Madeline, une adolescente de 14 ans vit avec ses parents au bord d'un lac, dans le Minnesota, dans une maison vétuste où ils ont échoué après la dislocation de la communauté dont ils faisaient partie. Madeline est une adolescente solitaire, livrée à elle même. Quand s'installe de l'autre côté du lac un couple avec un jeune enfant, elle passe beaucoup de temps à les observer aux jumelles. Cette famille semble très différente de la sienne. Très rapidement elle fait la connaissance de Patra et devient la baby-sitter de Paul. L'adolescente pénètre petit à petit dans ce foyer qui la fascine sans réussir à saisir ce qui pourrait se cacher derrière cette fragile harmonie. Le drame va se nouer autour de l'éducation de Paul et de l'influence que Léo tient à avoir sur son fils. C'est un récit habilement mené, le suspense est préservé jusqu'aux dernières pages du livre qui pose le problème délicat de la responsabilité du témoin.

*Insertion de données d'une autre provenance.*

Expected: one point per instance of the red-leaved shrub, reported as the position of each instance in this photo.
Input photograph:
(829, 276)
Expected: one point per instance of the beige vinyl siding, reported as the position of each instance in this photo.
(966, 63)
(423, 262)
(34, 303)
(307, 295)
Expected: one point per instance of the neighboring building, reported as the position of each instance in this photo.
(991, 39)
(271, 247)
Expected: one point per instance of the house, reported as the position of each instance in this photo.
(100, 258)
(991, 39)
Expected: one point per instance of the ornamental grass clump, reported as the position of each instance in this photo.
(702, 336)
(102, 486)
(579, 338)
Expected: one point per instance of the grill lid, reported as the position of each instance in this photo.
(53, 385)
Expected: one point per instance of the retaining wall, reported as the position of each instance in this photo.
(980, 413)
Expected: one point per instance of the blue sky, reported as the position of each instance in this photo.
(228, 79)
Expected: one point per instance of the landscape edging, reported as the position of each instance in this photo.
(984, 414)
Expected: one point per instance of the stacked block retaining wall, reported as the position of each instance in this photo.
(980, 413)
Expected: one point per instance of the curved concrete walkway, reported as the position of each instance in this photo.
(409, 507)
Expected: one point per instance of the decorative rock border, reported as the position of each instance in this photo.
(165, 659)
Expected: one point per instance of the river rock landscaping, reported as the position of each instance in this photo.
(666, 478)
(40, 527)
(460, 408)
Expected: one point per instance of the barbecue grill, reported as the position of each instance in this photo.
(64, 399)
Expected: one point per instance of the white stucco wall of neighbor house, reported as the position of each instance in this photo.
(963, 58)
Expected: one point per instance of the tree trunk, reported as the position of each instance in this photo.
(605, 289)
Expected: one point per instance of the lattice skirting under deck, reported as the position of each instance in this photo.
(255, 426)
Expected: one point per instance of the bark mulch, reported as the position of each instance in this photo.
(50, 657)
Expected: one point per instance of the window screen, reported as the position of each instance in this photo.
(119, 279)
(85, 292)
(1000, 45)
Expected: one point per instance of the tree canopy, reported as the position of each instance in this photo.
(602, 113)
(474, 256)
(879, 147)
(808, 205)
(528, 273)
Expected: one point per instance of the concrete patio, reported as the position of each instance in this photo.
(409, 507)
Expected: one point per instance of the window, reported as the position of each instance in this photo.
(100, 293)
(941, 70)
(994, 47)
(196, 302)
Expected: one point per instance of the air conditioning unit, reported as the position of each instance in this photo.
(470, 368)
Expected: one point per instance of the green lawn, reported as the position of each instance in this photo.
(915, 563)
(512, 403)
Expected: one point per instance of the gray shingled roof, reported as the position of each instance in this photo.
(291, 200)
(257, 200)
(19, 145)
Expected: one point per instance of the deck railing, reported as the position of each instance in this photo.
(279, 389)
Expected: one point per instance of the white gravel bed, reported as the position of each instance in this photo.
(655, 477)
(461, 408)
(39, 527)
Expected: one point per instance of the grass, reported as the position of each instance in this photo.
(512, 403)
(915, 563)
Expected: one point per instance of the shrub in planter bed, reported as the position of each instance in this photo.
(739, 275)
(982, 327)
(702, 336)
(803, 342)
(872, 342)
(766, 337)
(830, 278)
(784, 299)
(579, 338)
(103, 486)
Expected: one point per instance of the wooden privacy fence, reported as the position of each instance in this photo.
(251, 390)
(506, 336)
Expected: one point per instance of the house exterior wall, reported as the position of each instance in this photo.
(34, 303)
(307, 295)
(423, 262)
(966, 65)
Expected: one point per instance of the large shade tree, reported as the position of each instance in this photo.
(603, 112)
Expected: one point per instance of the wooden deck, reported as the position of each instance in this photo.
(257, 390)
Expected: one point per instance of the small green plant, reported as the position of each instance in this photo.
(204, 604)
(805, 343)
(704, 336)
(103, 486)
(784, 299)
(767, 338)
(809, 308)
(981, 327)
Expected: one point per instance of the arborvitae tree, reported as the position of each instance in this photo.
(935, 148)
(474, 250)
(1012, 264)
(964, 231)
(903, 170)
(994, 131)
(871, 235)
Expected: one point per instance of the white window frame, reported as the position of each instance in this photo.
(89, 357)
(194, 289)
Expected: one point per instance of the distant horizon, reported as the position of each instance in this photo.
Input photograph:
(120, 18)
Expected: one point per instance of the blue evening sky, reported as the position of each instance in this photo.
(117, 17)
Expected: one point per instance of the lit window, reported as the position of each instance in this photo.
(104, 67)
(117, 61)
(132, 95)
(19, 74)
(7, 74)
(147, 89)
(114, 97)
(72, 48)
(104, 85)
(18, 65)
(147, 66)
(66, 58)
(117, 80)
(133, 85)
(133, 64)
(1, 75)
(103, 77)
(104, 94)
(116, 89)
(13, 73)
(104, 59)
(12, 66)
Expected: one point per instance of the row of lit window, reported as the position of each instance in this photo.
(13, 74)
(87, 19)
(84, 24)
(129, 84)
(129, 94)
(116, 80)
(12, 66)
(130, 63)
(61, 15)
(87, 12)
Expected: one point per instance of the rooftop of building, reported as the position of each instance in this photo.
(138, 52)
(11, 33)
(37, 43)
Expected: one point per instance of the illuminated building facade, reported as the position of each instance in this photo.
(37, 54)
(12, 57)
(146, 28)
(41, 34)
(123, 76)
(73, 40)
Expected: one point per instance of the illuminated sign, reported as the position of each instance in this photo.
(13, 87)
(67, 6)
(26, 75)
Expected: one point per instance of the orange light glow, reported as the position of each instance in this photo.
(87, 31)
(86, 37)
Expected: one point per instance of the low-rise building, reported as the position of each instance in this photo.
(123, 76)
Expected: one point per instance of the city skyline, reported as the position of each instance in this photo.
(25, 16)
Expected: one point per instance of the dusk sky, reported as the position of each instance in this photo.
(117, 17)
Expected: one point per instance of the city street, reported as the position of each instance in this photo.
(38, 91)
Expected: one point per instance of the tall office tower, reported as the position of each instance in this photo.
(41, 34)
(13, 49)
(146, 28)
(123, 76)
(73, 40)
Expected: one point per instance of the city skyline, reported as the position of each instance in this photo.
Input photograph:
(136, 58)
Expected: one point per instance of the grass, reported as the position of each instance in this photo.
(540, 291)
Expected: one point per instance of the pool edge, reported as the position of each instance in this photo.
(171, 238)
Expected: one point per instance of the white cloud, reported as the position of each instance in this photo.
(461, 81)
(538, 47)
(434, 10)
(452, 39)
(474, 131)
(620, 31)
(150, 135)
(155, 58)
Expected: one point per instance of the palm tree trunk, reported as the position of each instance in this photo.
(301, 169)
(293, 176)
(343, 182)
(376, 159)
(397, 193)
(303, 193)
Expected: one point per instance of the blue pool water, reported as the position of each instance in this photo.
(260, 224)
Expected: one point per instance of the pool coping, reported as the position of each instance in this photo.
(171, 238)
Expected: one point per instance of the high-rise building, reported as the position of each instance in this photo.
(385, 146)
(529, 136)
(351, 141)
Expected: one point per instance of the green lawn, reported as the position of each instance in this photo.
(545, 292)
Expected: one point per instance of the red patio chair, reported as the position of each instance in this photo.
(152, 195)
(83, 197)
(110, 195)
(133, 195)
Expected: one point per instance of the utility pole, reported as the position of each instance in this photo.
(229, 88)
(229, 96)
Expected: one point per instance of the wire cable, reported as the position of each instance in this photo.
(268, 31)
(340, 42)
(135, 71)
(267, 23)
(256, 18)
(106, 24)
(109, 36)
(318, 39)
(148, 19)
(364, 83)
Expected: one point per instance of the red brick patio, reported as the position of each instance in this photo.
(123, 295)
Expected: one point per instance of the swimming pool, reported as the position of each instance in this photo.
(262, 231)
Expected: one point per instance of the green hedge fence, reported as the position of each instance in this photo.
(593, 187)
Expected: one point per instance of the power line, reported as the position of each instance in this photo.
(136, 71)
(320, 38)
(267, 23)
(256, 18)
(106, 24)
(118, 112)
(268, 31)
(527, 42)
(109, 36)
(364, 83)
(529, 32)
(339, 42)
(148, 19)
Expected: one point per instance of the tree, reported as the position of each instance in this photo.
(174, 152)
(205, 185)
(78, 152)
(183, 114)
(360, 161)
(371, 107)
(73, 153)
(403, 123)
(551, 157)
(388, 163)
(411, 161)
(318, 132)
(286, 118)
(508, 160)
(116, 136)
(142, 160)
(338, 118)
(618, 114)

"Des jours sans fin" Sebastian Barry - éd Folio

Pour certains hommes, la vie est une succession de combats. Thomas McNutly a quitté l'Irlande, où la Grande Famine a décimé sa famille. Il traverse l'Atlantique, il est âgé de 12 ans et doit se débrouiller pour survivre. Sa rencontre avec John Cole, tout juste plus âgé que lui, sera déterminante. Tour à tour, ils seront danseurs de saloons, chasseurs de bisons et d'indiens dans les grandes plaines de l'ouest, soldats du côté de l'Union en pleine guerre de sécession. Ce récit plein de cris, de fureur et de violence parle des corps, livrés à la faim, au froid ou à la terreur et de ces moments de grâce qui donnent parfois l'impression que le jour sera sans fin : l'éclat d'un rire, un paysage, le rythme d'un galop... et l'amour indéfectible que se porte ces deux hommes. Récit d'une âpre beauté qui interroge sur ce paradis américain obtenu au prix des massacres . Thomas et John sont des héros ordinaires qui n'élèveront pas la voix, ils serrent les dents, exécutent les ordres et tentent de préserver, dans ce marasme, leur part d'humanité. Une écriture épurée, un récit à la première personne dans lequel Thomas décrit la société américaine de 1850 dans sa quotidienneté, il s'agit pour lui de trouver un toit, rester debout, éviter les coups et tenter de comprendre ce monde. Un récit puissant.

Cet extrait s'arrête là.